Ive always felt like shit, always felt hated and ive always craved attention and i hate myself so bad for it.
Ive been bullied for years and havent told anyone. My brother felt the same way and he told me about it, instead of our parents, he then told our parents. They stopped him from going outside for weeks and they hired so many people to keep him from it, it was that way for 7 months then he got out and commited suicide. He was the only person to ever talk with me and he meant more to me than anyone else. I’ve never told anyone about this, I dont want the same thing to happen to me. Right now i dont see any reason to be in this world, everyone hates me, including myself. I’ve only just turned 13 and I’ve already tried commiting suicide about ½ a year ago and I’ve been depressed since my brother killed himself. A lot of people would say that i dont know what depression is because of my age, but I do. Not every person have been throgh so much, especially at my age…
I have nothing left, only option i have is suicide…
6 comments
You are very literate so work
good luck with whatever you end up doing. and if you leave this world then i wish you a peaceful journey sweetheart:)
I’m really sorry this has happened to you Someone. To me it’s no surprise that you feel down given what happened to your brother, it’s terribly sad. I’m sure in your shoes many would have a total meltdown. I have no advice…advice is not always helpful anyway, just wanted to let you know you’ve been heard.
If you don’t, you’ll be glad you did.
So don’t off yourself. Instead, introduce yourself to the greatness of Thrash Metal, and marijuana.
I recommend you start with Metallica’s 2nd album “Ride The Lightening.” And Evile’s first album “Enter The Grave.”
@twotif those are not reasons to live. Those are things that feel good. There is a difference.
Do not fool yourself you have more options. Suicide might be on of them but it is not the only option.

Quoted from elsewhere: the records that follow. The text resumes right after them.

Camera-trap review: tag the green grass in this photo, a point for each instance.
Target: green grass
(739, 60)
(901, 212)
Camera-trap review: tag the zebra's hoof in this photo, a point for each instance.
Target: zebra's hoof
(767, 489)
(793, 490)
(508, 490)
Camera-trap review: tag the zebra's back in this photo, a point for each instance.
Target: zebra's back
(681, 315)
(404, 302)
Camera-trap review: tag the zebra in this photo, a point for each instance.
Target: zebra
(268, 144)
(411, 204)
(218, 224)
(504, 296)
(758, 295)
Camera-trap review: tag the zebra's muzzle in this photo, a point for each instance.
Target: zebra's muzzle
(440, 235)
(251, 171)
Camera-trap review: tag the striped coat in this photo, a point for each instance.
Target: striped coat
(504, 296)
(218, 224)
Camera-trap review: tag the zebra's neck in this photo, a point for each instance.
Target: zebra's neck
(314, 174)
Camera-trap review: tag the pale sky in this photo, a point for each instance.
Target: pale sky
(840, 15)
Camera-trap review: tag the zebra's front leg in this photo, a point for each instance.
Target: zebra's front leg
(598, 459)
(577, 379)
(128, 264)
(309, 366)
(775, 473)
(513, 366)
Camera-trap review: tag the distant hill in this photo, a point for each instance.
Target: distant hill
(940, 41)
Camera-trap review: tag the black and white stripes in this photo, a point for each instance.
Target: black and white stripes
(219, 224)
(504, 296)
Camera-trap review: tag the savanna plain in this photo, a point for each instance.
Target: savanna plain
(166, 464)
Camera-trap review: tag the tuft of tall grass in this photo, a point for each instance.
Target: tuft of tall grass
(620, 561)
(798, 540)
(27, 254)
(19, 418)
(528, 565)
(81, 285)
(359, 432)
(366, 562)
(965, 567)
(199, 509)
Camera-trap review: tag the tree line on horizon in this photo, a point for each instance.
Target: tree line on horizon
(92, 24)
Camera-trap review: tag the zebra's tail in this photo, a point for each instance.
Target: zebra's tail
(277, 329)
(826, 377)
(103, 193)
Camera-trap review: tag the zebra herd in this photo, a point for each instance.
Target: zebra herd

It is up to you which options you choose but know you can miss out on the best parts of life like finding love and enjoying love. I tried to kill myself in 1998 i was so glad i did not do it. In 1999 i found my everlasting love she was depended on me without me she would not have lead the life she wanted. She died 11 April i also have nothing now (no family no friends nothing but 1 friendly neighbour) and i wish we died together. But i am still here just like you. Hang on things get better!